There are no credible answers coming from either party, there are no reasonable responses to the fragile state of the global economy which their best efforts have given us, and there are no particularly believable leaders moving toward reasonable change.

Sound familiar?  Almost biblical?  I suspect that some (not all) of our current leaders are doing their best amidst the failures to serve the American people, yet their efforts seem to be more of the same.  The Republican alternative offers no more credible solution to our functional failures than does this administration.

The gap between rich and poor continues to widen, and the trend is now visible in the global marketplace.  Countries are in many cases prospering, but their increases are going exclusively to the wealthy few.  The trend includes the capitalist democracies.

The choices:  the candidates from among whom we must choose our leadership leave a lot to be desired.  They both suck, at least according to each other.  Each accuses the other of various disqualifying attributes, and they're perhaps mostly right.  As Douglas Adams pointed out, we must choose from among the lizards.  We all hate the lizards (as we should because they're despicable of course), but that's the choice we're given, and if we don't vote, the wrong lizard will get elected.

We're flawed not so much in intent, perhaps, as in structure.

To be fair, both sides have attempted good initiatives they hoped would serve well.  For example, social aid programs have in fact addressed some immediate problems and many folks in need were given a hand up out of poverty.

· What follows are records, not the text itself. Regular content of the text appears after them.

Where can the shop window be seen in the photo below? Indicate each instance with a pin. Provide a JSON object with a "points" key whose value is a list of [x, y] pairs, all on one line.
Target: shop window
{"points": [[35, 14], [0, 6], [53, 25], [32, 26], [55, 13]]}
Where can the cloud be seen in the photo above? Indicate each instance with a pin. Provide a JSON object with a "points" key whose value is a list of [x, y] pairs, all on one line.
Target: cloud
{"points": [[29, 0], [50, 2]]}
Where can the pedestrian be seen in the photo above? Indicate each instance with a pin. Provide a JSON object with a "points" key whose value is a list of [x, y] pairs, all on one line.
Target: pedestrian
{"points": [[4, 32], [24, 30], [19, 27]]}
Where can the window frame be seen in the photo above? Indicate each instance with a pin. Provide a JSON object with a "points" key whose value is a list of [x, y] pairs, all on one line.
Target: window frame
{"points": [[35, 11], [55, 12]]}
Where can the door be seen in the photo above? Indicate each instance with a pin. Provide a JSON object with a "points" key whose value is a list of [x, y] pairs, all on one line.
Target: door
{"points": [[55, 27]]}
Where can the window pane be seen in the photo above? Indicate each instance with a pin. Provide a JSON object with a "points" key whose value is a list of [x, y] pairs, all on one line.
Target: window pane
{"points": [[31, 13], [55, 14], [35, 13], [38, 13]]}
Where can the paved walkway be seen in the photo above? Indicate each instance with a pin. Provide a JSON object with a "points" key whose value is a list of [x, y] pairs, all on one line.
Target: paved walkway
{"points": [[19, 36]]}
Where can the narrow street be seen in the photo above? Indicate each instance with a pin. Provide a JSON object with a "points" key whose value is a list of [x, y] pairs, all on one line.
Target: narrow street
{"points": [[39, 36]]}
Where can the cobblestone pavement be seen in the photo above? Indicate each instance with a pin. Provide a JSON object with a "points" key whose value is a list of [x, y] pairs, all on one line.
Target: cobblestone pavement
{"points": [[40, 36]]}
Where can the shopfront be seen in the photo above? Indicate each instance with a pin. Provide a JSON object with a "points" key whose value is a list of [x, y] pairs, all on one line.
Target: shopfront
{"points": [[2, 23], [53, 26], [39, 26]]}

The same programs (since more is better) have gone on to do more harm than anyone imagined was possible.

Personally, grass-roots-driven change appeals to me.  Not that it's likely to make the problems go away, of course, but if we choose, then we'll own the problems and perhaps be a bit more thoughtful about the process.

So, is it time to think about re-engaging our political process personally?  Kinda looks that way, doesn't it.  Heard anything meaningful from your representatives in Congress lately?  It's been strangely quiet there since the debt crisis screw up, if you ask me.
"Suppose you were an idiot.  And suppose you were a member of Congress ...  but I repeat myself."
from a letter fragment, 1891, Mark Twain 

They're not idiots, of course.  Arrogant, perhaps, 
hubristic, out of touch, and inappropriately 
influenced by money.
And polarized!

It's a little frightening, considering the government's attitude toward such, to discover that I am perhaps more of a dissident than a party acquiescent.  Not interested in being tasered or maced, but definitely had enough of disinformation (lies), market mismanagement (theft),  and patchwork solutions (rule by doodoohead fiat).

Lizards politicians play for position,
coming out on top is the intent.
Patriots understand the goal
is the well-being of those
whom they serve.
Any overlap between the two
is purely coincidental.
If you're a Republican because you think they're the conservative bunch, it's not really that simple anymore.  You'll perhaps want a better reason.

If you're a Democrat because you think they're the liberal, human rights oriented, environmentally sensitive bunch, they're not so easily defined now. You'll perhaps want to reexamine that position.

Simple debates on issues are perhaps informative, but promises are often shelved after the race.  What the parties actually do when they're in power is more revealing.  Both groups are more complex than their simple campaign slogans suggest.  Perhaps there's a different reality behind that fa├žade.  

One candidate inadvertently admitted to having “both a public and a private position” on Wall Street reform ...

The historic differentiations in the two-party system have less effect on their performance in office than we might expect.  Many, perhaps most issues have succumbed to power plays and influence purchase.